Short sales have serious implications for governance, ones the SEC chose not to cover, at least for now. The new rule does, however, expose dark corners of the financial markets to the light of day.
Regulation Sho is aimed at traders. Before conducting a short sale – whether for a client or on its own account – a broker-dealer should ‘locate’ enough shares to cover the open position. It’s a small step toward controlling what many corporate officers see as a growing menace to orderly markets: the attempt by scurrilous investors to profit by damaging a company’s share price. The culprits? Hedge funds, of course, and the trading desks of the big investment banks.
Short selling has been around – and allowed – for many years, and it has always been controversial. It usually takes the form of borrowing stock from another investor, selling it, and then buying it back at a lower price when the loan is due.

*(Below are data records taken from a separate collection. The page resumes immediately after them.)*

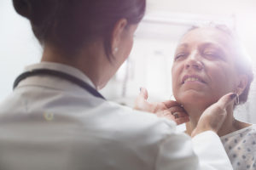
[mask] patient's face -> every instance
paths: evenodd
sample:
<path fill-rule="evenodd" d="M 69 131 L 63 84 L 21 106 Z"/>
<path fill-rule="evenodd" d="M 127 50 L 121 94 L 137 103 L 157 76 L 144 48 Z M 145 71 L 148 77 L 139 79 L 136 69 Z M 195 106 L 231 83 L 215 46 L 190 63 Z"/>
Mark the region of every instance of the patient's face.
<path fill-rule="evenodd" d="M 236 71 L 231 40 L 215 28 L 197 28 L 179 42 L 172 69 L 172 91 L 177 102 L 207 107 L 235 92 Z"/>

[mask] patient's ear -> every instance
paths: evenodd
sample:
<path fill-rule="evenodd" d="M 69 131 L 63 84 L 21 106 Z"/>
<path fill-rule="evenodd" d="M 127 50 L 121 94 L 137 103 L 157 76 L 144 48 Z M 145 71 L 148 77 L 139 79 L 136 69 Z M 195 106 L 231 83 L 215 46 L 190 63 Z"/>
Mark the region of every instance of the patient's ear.
<path fill-rule="evenodd" d="M 245 74 L 238 75 L 238 82 L 236 85 L 236 93 L 241 94 L 248 83 L 248 77 Z"/>
<path fill-rule="evenodd" d="M 119 48 L 119 46 L 120 42 L 122 41 L 122 37 L 127 24 L 128 21 L 126 19 L 121 19 L 118 20 L 114 25 L 111 35 L 111 46 L 113 54 L 114 54 L 116 52 L 116 49 Z"/>

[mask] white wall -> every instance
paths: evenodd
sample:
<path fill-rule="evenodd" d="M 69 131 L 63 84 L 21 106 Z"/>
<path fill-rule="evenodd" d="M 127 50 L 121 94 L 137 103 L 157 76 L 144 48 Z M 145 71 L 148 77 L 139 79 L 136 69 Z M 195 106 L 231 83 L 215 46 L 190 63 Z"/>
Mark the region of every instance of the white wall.
<path fill-rule="evenodd" d="M 42 53 L 29 22 L 15 12 L 11 2 L 0 0 L 0 101 L 11 93 L 13 82 L 24 66 L 38 62 Z M 224 20 L 234 25 L 255 63 L 255 0 L 148 0 L 147 15 L 137 31 L 131 58 L 102 92 L 129 105 L 141 86 L 148 88 L 152 101 L 170 99 L 173 49 L 191 20 Z M 249 102 L 236 111 L 240 119 L 254 123 L 255 82 Z"/>
<path fill-rule="evenodd" d="M 0 101 L 12 91 L 25 65 L 39 61 L 41 47 L 27 20 L 15 12 L 12 1 L 0 1 Z"/>

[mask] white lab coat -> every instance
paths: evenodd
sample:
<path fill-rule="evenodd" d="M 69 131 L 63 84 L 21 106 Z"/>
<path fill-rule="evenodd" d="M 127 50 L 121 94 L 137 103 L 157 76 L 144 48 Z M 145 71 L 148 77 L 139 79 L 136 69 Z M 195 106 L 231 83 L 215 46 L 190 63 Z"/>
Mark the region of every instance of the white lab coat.
<path fill-rule="evenodd" d="M 93 86 L 67 65 L 41 63 L 26 70 L 35 68 L 67 72 Z M 96 98 L 65 79 L 37 76 L 20 82 L 0 105 L 0 169 L 232 167 L 213 132 L 191 140 L 172 121 Z"/>

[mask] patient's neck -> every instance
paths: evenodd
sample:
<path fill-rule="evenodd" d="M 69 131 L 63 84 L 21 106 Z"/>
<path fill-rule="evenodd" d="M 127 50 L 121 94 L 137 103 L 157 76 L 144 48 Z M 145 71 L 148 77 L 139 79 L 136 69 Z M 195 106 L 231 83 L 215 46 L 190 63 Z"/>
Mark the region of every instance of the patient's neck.
<path fill-rule="evenodd" d="M 193 130 L 195 128 L 197 125 L 200 116 L 207 108 L 200 107 L 198 105 L 183 105 L 183 107 L 185 110 L 188 112 L 188 114 L 189 115 L 189 119 L 190 119 L 189 122 L 186 123 L 186 133 L 189 135 L 191 135 L 191 133 L 193 132 Z M 227 117 L 224 122 L 223 123 L 223 126 L 220 128 L 219 131 L 218 132 L 218 135 L 219 137 L 251 125 L 249 123 L 246 123 L 236 120 L 233 116 L 232 106 L 228 108 L 227 111 L 228 111 Z"/>

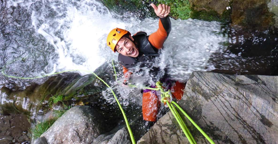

Not all short sales happen that way, though. Sometimes, by accident, the short seller doesn’t actually get the stock he arranged to borrow. The result is an unsettled trade a few days later. But the volume of such transactions is now far too high to be purely accidental. Couple that with some injudicious gossip, a false rumor or a nod and a wink, and presto: market manipulation.
Moreover, the new owner – the ‘share-non-holder’ – has a legitimate contract to own the stock and might even sell it on. Then who owns the stock? At some companies, we’ve seen the stock owned by these non-holders exceed the number of shares in issue.
Supporters argue that short selling makes markets more efficient, helping would-be buyers find willing sellers. Douglas Creutz of the Leonard N Stern School of Business at New York University finds evidence that short sellers sometimes pick up hints of corporate malfeasance before the fraud becomes known, helping the market achieve the ‘right’ price. ‘In fact, the markets may be better off in terms of efficiency if existing restrictions were loosened or lifted, and short sellers were allowed to ply their trade more reely,’ he says.
Naked shorts have fewer fans, not least for the ambiguity they foster, which Regulation Sho doesn’t address. Who should be a director? What direction should the company take? When it’s time for a shareholders’ meeting, who votes? Not the lender, in the case of a covered short. He or she has loaned the right to vote, too. But what happens with a naked short? There’s no lender to give away the rights, but there’s a new owner who thinks, quitelegitimately, that he or she has the right to vote. Indeed, the broker might well record the transaction as complete, and the non-holder of these phantom shares might well get proxy materials. And vote.
And, by its lack of serious action, the SEC might well just Sho him or her the way to the ballot box.